The subsidy management has emerged as a challenging area from the perspective of the broader fiscal management as Bangladesh embarks on the post-Covid 19 recovery phase. Subsidy, as is known, is provided in many forms: cash loan support and fiscal incentives to different sectors including agriculture, export, jute goods, power and energy. Over the years, the total subsidy budget has been on the rise, from Tk 139.24 billion in FY16 to Tk 493.30 billion in FY21 - an increase of 50.8 per cent per year. The highest amount is spent on fiscal incentives served to different sectors (56.2 per cent in FY21), followed by cash loans for BPDB, BPC and BJMC (30.4 per cent) and subsidies for food and gas & others (13.3 per cent in FY21).
The allocated amount of subsidy in revised budget of FY21 was 1.64 per cent of the Gross Domestic Product (GDP), while the total actual expenditures on the same were 1.27 per cent and 1.53 per cent of GDP in FY18 and FY19, respectively. The increase in the total subsidy expenses is attributable to an increase in fiscal incentives (from 0.46 per cent in actual budget in FY19 to 0.92 per cent of GDP in revised budget of FY21); thanks to a significant increase in incentives for the jute goods and the recent introduction of cash incentives on inward remittance flows. Likewise, the food subsidy expenses have increased significantly (by more than four times) since FY19. On the other hand, the major part of cash loan support (75 per cent of the total cash loan since FY2014) has been allocated to the BPDB, a government agency. However, in the backdrop of the highly significant liabilities in the power and energy sector (Tk. 432.14 billion in FY22) - mainly due to the rise in petroleum and LNG prices -, the allocation for cash loan support to this sector could experience a steep increase in coming days.
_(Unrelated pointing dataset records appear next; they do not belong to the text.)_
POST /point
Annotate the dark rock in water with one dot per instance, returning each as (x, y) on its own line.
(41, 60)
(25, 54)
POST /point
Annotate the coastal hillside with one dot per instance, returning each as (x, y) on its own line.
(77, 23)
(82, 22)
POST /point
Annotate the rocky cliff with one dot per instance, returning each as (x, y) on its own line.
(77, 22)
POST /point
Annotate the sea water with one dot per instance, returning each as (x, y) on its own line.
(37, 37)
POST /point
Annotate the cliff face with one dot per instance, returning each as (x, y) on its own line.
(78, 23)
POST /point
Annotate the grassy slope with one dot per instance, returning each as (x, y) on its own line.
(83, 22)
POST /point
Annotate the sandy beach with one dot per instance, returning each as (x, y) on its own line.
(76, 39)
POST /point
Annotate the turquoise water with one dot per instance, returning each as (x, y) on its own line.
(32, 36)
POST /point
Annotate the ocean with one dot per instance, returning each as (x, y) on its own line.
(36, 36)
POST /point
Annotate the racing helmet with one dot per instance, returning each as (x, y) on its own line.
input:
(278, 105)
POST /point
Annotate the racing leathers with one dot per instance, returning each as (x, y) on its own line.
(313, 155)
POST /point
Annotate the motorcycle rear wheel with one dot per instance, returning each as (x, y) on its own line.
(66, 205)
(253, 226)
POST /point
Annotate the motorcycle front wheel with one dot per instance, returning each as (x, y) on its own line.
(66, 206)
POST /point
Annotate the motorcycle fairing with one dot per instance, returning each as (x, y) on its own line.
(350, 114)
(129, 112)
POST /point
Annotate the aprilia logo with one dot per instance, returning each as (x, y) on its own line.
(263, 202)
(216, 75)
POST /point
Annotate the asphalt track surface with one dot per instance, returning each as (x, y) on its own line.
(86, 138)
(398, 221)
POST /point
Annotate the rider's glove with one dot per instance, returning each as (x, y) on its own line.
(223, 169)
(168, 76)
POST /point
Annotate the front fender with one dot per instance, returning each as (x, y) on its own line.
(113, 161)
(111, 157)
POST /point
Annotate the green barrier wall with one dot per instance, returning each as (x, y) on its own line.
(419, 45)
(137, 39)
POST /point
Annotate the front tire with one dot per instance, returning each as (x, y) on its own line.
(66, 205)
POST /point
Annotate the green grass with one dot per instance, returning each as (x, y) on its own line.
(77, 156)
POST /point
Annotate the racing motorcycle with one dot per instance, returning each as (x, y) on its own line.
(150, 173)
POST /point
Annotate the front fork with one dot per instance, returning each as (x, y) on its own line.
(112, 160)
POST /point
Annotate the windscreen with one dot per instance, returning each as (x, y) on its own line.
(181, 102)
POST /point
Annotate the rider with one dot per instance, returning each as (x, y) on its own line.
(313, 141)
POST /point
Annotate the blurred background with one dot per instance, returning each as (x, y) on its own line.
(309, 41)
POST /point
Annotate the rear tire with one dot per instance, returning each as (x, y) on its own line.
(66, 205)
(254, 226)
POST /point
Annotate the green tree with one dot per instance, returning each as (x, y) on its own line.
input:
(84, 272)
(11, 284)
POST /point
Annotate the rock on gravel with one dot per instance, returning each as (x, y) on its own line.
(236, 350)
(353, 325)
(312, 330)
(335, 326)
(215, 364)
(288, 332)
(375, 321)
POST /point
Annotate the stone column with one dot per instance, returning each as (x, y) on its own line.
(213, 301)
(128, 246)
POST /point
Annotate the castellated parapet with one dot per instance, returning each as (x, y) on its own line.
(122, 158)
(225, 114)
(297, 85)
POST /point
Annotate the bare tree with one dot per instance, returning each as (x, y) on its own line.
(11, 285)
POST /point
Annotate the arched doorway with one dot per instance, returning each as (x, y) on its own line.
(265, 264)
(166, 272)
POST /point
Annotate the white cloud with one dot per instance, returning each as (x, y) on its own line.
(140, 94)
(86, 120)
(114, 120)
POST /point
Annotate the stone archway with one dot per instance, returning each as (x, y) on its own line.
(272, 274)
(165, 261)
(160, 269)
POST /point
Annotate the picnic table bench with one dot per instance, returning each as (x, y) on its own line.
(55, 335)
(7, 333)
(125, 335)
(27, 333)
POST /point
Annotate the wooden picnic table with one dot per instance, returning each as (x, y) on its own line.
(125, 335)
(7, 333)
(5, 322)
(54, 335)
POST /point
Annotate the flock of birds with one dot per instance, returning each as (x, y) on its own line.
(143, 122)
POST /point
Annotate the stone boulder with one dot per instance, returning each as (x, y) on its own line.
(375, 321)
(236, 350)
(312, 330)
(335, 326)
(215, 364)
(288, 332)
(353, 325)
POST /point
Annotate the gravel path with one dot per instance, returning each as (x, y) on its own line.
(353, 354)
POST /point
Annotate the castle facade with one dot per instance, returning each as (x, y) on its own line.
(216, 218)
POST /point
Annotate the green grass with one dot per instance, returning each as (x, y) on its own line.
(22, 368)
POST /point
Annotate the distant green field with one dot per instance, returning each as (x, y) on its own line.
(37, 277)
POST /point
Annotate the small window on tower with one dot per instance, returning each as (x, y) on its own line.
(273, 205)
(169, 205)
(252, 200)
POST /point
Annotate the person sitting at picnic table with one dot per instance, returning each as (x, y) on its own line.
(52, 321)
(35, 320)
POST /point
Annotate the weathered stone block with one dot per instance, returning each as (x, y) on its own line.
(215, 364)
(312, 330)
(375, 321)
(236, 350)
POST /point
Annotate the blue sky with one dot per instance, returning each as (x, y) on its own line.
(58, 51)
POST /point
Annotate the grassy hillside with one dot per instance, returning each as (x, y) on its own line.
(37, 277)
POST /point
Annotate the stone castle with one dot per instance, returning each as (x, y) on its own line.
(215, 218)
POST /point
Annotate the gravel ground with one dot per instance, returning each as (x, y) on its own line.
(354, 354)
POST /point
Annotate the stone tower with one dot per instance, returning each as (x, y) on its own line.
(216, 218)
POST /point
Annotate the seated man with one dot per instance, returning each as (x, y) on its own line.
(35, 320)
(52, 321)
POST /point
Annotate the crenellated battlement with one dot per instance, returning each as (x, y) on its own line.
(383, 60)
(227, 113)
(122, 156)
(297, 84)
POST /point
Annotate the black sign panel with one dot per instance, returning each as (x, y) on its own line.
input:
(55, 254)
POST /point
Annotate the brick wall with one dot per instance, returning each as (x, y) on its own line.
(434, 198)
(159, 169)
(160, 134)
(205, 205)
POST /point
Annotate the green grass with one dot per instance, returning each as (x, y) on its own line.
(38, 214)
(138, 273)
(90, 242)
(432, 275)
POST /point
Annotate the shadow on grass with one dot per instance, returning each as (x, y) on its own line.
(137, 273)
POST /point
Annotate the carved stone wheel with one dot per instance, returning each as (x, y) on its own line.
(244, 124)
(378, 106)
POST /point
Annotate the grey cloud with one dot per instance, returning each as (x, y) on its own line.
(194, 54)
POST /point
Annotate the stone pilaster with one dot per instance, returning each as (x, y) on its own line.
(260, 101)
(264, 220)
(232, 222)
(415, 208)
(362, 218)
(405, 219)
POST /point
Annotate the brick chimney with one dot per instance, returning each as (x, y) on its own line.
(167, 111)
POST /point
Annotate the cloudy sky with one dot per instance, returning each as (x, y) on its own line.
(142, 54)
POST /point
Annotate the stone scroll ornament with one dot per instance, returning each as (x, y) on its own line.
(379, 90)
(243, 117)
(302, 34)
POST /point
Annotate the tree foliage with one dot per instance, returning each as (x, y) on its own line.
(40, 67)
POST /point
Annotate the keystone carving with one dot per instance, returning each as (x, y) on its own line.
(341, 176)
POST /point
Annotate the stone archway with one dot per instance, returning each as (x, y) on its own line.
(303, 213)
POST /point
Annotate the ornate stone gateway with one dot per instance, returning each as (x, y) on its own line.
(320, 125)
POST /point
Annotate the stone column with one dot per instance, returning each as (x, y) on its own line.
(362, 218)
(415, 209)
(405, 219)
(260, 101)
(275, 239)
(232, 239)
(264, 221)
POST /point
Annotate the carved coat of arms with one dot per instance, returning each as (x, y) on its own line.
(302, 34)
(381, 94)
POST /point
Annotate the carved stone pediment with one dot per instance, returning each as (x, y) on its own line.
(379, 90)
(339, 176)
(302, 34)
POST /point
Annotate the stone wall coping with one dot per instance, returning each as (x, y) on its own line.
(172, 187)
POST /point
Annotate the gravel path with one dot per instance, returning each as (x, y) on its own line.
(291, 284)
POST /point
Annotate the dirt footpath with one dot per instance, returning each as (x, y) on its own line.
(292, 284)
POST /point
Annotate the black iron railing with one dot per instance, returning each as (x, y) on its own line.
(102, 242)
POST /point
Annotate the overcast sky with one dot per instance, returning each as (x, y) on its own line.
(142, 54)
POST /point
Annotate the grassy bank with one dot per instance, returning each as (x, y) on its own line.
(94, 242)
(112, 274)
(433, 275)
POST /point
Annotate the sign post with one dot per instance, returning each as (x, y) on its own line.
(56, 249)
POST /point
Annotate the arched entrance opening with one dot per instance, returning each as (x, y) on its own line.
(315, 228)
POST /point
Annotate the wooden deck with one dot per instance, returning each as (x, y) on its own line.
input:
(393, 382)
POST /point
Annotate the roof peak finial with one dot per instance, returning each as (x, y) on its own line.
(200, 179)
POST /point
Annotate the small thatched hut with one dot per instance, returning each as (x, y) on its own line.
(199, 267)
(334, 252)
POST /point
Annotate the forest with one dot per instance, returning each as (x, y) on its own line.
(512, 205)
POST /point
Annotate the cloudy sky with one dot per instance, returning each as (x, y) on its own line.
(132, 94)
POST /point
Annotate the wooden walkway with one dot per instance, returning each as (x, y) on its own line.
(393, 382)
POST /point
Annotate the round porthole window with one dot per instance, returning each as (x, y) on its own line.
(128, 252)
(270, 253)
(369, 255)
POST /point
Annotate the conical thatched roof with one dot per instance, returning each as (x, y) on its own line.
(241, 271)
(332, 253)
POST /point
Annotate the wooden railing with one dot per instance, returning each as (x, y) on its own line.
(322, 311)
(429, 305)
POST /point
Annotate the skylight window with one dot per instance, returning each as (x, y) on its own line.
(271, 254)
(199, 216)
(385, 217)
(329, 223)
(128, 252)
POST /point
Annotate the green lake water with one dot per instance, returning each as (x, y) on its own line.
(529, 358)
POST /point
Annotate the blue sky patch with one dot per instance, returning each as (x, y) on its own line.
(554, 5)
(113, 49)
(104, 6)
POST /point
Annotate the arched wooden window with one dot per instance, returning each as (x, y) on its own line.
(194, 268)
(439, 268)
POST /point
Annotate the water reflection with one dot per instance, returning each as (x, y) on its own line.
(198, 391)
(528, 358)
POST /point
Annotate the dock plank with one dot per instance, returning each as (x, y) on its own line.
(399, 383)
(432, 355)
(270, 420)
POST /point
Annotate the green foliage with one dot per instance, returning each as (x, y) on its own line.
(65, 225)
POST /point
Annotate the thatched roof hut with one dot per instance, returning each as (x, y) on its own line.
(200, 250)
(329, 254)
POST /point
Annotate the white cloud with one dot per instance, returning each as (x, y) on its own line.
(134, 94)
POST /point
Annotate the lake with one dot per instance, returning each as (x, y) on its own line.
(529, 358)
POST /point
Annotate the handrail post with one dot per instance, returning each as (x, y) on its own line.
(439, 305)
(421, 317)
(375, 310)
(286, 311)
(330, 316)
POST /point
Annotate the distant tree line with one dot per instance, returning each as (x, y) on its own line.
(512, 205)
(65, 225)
Various studies have questioned the extent to which the various subsidies have actually been effective in terms of actual contributions, particularly in addressing the prevailing market failure and improving equity in targeted sectors and economic activities. The proposed budget for FY23 should highlight the rationalisation of subsidy and subsidy management from medium to long-term perspectives.
Following recommendations may be considered as regards subsidy allocation in the FY2023:
PRIORITISE PAYMENT OF HIGHER SUBSIDY FOR FERTILISER: Allocation of subsidy for the agriculture sector needs to be increased, particularly for accommodating the higher import price of fertiliser. International fertiliser price has experienced a record rise in recent months due to Covid 19 restriction, temporary banning of fertiliser export by China (to meet its domestic demand), banning of fertiliser export by Russia (due to the ongoing Russia-Ukraine war) and higher raw material costs, mainly of gas. An additional subsidy amount of Tk 185.0 billion would be needed to be allocated in FY23 budget in view of price rise if the subsided fertiliser price for the farmers is to be kept at the present level. It is to be noted that various forecasts indicate that the international price of fertiliser is likely to remain higher at least till the end of 2023, which implies that this higher subsidy against the higher price may need to be continued in subsequent years as well. Budget for FY23 should be informed by the current and anticipated fertiliser price in the global market.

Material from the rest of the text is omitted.